Inference Profiles#

NemoClaw configures inference through the OpenShell gateway. The agent inside the sandbox talks to inference.local, and OpenShell routes that traffic to the provider you selected during onboarding.

Routed Provider Model#

NemoClaw keeps provider credentials on the host. The sandbox does not receive your raw OpenAI, Anthropic, Gemini, or NVIDIA API key.

At onboard time, NemoClaw configures:

  • an OpenShell provider

  • an OpenShell inference route

  • the baked OpenClaw model reference inside the sandbox

That means the sandbox knows which model family to use, while OpenShell owns the actual provider credential and upstream endpoint.

Supported Providers#

The following non-experimental provider paths are available through nemoclaw onboard.

Provider

Endpoint Type

Notes

NVIDIA Endpoints

OpenAI-compatible

Hosted models on integrate.api.nvidia.com

OpenAI

Native OpenAI-compatible

Uses OpenAI model IDs

Other OpenAI-compatible endpoint

Custom OpenAI-compatible

For compatible proxies and gateways

Anthropic

Native Anthropic

Uses anthropic-messages

Other Anthropic-compatible endpoint

Custom Anthropic-compatible

For Claude proxies and compatible gateways

Google Gemini

OpenAI-compatible

Uses Google’s OpenAI-compatible endpoint

Validation During Onboarding#

NemoClaw validates the selected provider and model before it creates the sandbox.

  • OpenAI-compatible providers: NemoClaw tries /responses first, then /chat/completions.

  • Anthropic-compatible providers: NemoClaw tries /v1/messages.

  • NVIDIA Endpoints manual model entry: NemoClaw also validates the model name against https://integrate.api.nvidia.com/v1/models.

  • Compatible endpoint flows: NemoClaw validates by sending a real inference request, because many proxies do not expose a reliable /models endpoint.

If validation fails, the wizard does not continue to sandbox creation.

Local Ollama#

Local Ollama is available in the standard onboarding flow when Ollama is installed or running on the host. It uses the same routed inference.local pattern, but the upstream runtime runs locally instead of in the cloud.

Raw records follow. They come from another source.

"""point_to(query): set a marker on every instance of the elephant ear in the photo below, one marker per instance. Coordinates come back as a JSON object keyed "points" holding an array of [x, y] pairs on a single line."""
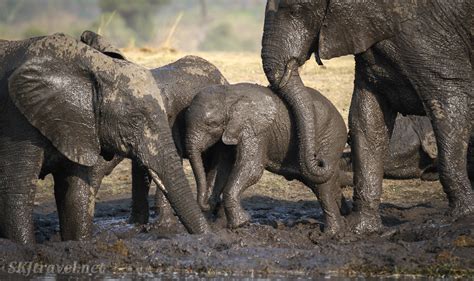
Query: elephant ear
{"points": [[352, 27], [249, 117], [101, 44], [58, 101], [424, 130]]}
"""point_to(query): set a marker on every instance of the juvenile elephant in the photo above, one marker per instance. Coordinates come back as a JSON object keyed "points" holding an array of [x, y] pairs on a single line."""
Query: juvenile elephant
{"points": [[64, 106], [412, 151], [411, 57], [178, 83], [255, 123]]}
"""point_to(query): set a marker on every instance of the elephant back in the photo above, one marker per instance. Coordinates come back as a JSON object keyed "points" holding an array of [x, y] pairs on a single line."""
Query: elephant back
{"points": [[181, 80]]}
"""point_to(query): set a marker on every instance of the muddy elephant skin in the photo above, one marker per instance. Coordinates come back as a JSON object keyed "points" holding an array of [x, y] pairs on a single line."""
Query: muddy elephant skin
{"points": [[255, 123], [178, 83], [65, 106], [412, 153], [412, 57]]}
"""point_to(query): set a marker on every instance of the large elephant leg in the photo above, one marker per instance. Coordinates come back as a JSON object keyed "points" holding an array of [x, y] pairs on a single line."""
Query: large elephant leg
{"points": [[19, 169], [450, 116], [371, 122], [329, 196], [75, 201], [140, 188], [470, 159], [248, 169], [165, 212], [223, 169]]}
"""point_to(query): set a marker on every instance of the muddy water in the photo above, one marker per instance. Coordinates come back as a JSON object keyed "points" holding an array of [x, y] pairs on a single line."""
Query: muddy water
{"points": [[283, 240]]}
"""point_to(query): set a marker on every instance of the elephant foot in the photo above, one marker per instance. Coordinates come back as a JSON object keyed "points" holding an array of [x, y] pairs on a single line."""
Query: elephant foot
{"points": [[462, 207], [166, 219], [346, 207], [334, 228], [364, 222], [238, 219], [138, 218]]}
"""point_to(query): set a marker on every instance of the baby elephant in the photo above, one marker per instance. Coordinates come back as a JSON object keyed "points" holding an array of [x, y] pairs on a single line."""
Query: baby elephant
{"points": [[256, 124]]}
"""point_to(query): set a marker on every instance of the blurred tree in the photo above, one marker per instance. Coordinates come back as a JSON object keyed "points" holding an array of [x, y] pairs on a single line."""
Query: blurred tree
{"points": [[138, 14], [203, 4]]}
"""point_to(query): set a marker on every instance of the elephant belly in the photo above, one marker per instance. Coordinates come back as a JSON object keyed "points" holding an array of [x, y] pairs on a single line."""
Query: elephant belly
{"points": [[383, 70], [289, 172]]}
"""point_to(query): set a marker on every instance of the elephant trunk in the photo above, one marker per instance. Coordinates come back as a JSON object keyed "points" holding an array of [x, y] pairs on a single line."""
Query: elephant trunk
{"points": [[169, 175], [289, 85]]}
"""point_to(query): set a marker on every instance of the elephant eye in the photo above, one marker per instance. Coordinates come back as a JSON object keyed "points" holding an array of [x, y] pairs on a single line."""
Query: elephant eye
{"points": [[213, 123]]}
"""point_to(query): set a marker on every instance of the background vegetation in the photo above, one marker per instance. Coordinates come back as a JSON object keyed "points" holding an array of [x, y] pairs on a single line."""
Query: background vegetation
{"points": [[186, 25]]}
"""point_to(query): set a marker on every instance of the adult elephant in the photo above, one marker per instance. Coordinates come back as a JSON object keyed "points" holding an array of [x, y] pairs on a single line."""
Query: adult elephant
{"points": [[412, 57], [412, 152], [64, 106], [178, 83]]}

Ollama gets additional onboarding help:

  • if no models are installed, NemoClaw offers starter models

  • it pulls the selected model

  • it warms the model

  • it validates the model before continuing

Experimental Local Providers#

The following local providers require NEMOCLAW_EXPERIMENTAL=1:

  • Local NVIDIA NIM (requires a NIM-capable GPU)

  • Local vLLM (must already be running on localhost:8000)

Runtime Switching#

For runtime switching guidance, refer to Switch Inference Models.